Die richtigen Bündnisse zu schmieden und nicht mit den falschen Leuten in Verbindung gebracht zu werden - das kann in den nächsten Monaten entscheidend sein. Eine zentrale Figur im Wahlkampf ist Ahmed al-Sabah. Der kuwaitische Scheich ist einer der Mächtigen im Weltsport, er steht dem asiatischen Sportverband OCA vor, führt den Weltverband aller nationalen Olympiakomitees (ANOC) und ist Chef des IOC-Entwicklungshilfe-Programms "Solidarität", das Millionen verteilen darf.

Beim Sportkongress in St. Petersburg Ende Mai implementierte al-Sabah seinen Protegé Marius Vizer als Chef von SportAccord, der Dachvereinigung aller olympischen und nicht-olympischen Sportarten.

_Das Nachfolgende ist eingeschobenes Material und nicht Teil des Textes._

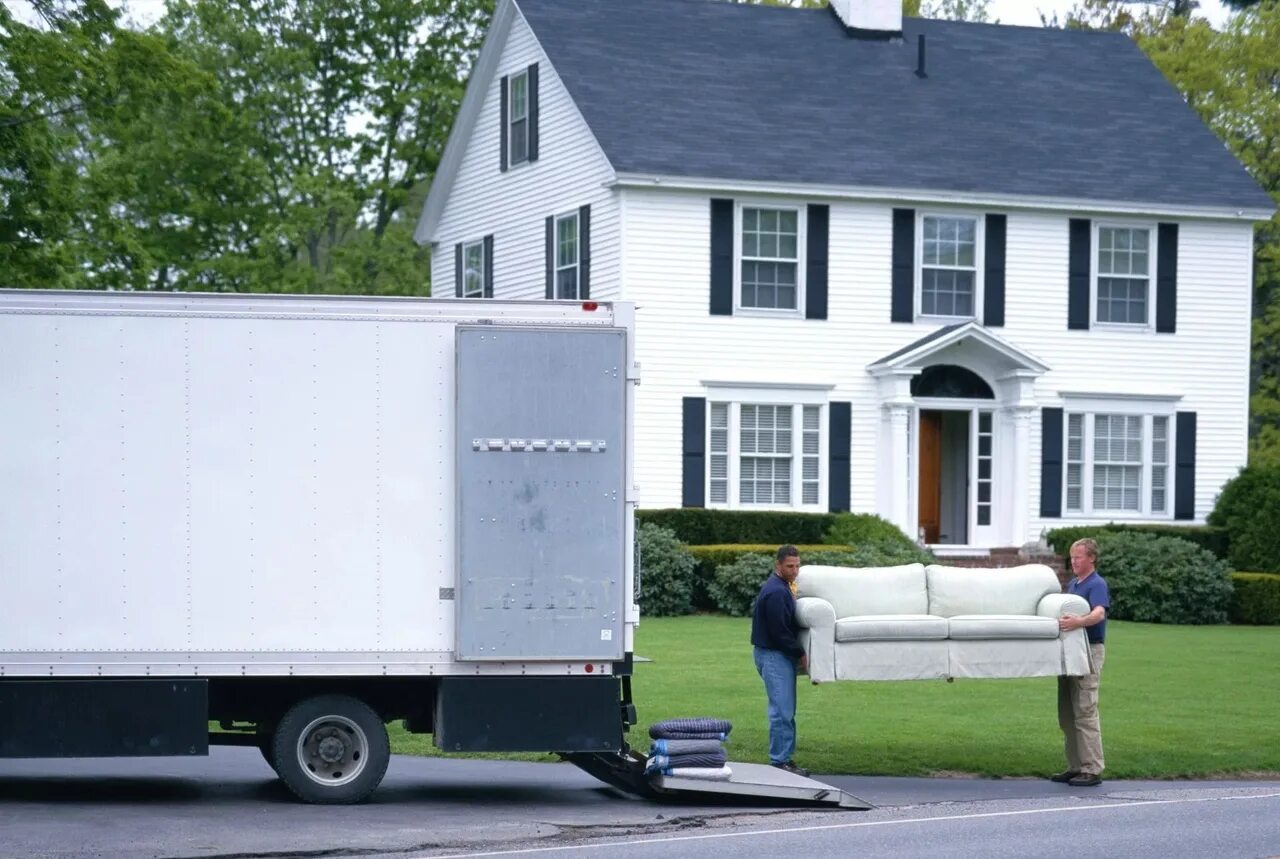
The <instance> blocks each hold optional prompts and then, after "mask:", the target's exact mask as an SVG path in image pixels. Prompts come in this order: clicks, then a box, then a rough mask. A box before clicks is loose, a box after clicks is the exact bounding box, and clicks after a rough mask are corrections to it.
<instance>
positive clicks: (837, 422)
mask: <svg viewBox="0 0 1280 859" xmlns="http://www.w3.org/2000/svg"><path fill="white" fill-rule="evenodd" d="M829 408H831V430H829V431H828V434H827V438H828V440H829V453H828V461H827V479H828V480H829V481H831V493H829V498H828V502H827V510H829V511H831V512H832V513H844V512H847V511H849V461H850V451H851V440H850V430H851V426H852V408H854V407H852V403H847V402H833V403H831V406H829Z"/></svg>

Im Sog des Vizer-Triumphes tat al-Sabah dann gleich noch Pikantes kund: Bei der IOC-Wahl wolle er Bach unterstützen - und dies am 15. Juni beim ANOC-Meeting auch den dort vertretenen Funktionären darlegen.

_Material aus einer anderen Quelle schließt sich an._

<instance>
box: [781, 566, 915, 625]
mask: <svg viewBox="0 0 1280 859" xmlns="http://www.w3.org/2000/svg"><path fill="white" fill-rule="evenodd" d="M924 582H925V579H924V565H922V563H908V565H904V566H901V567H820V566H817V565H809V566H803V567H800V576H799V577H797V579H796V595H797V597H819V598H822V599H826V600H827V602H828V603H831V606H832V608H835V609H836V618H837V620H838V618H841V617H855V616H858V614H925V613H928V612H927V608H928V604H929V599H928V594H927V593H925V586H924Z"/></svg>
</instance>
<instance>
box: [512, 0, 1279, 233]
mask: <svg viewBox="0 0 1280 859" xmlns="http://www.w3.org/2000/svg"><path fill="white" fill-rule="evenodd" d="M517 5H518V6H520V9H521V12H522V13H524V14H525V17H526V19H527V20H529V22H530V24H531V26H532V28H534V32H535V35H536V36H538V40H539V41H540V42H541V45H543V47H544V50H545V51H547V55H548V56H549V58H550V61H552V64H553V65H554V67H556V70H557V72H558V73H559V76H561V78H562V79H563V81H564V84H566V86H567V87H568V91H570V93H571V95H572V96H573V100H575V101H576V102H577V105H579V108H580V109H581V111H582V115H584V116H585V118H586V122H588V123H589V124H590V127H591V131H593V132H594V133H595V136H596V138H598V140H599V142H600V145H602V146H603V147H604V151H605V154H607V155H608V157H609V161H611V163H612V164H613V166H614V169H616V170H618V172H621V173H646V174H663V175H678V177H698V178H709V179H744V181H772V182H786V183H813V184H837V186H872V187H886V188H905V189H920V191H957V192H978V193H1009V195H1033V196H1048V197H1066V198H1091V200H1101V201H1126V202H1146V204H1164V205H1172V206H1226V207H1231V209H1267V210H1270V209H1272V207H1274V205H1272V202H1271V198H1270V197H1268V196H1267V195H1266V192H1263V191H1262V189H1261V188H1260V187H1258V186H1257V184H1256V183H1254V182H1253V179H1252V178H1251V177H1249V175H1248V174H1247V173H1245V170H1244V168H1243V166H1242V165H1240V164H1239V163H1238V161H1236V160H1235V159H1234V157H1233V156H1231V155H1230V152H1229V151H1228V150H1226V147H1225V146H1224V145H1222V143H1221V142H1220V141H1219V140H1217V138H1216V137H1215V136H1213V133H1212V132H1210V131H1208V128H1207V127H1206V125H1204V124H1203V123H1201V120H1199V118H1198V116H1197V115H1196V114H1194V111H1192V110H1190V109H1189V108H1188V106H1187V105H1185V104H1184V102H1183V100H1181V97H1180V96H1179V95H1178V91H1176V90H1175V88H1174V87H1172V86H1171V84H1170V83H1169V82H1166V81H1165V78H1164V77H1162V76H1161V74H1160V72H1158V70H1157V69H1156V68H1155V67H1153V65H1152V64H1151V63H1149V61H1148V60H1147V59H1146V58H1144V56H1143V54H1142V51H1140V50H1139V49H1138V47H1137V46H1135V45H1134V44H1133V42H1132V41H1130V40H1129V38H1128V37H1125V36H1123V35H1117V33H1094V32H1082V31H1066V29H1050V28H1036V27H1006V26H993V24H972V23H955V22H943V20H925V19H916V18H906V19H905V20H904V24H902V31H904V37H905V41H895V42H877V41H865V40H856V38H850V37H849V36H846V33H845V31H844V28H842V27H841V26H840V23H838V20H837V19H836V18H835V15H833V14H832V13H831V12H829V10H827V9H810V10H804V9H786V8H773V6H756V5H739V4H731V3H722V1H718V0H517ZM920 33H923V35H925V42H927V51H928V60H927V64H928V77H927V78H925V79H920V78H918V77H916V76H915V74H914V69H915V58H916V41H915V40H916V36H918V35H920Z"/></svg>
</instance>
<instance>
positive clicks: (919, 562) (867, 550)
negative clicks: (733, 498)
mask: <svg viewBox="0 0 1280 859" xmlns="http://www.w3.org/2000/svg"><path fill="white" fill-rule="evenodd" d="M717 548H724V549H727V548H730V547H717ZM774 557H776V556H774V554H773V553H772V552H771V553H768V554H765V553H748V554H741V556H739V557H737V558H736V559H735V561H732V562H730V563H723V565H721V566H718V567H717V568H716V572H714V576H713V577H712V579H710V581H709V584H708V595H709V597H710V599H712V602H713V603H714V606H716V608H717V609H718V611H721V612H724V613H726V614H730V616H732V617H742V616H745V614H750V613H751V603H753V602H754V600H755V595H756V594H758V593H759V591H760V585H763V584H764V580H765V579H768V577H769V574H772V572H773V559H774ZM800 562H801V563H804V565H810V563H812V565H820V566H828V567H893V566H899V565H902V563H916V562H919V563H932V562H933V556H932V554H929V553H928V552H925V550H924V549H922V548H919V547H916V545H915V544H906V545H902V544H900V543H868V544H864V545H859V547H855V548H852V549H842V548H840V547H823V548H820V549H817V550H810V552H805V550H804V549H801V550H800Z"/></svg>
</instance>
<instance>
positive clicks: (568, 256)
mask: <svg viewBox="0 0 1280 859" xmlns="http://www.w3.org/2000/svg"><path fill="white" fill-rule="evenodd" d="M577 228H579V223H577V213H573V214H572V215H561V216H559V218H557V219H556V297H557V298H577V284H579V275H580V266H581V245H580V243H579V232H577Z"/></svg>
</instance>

Weil die IOC-Ethikregeln derlei sehr kritisch sehen, ruderte al-Sabah flott zurück. In der Welt ist nun aber, was als Verdacht länger schon kursierte: Dass die auch geschäftlich befreundeten Bach (Chef der deutsch-arabischen Handelskammer Ghorfa) und al-Sabah gemeinsam in die Wahlschlacht zögen.

Die Nähe zum Scheich kann den Sieg bringen, sie birgt aber auch Risiken, die Bachs Thronrivalen thematisieren dürften: In seiner neuen Funktion als SportAccord-Chef legte der aus Rumänien stammende Vizer nämlich sogleich ambitionierte Pläne vor. Ab 2017 will er alle vier Jahre eine vereinte Weltmeisterschaft seiner 91 Verbände austragen.

Für die Tauzieher und Minigolfer, die sich unter dem SportAccord-Dach tummeln, ist das eine frohe Kunde. Auch al-Sabah liebäugelt mit eigenen Spielen. Dem IOC kann diese Art der Konkurrenz überhaupt nicht gefallen. Kein Wunder, dass Bach sich umgehend um Distanz bemühte. Er halte die Idee "kaum für realisierbar", wird er zitiert.

Das Geschacher und Gerangel in der Kandidatenkulisse - es hat gerade erst begonnen.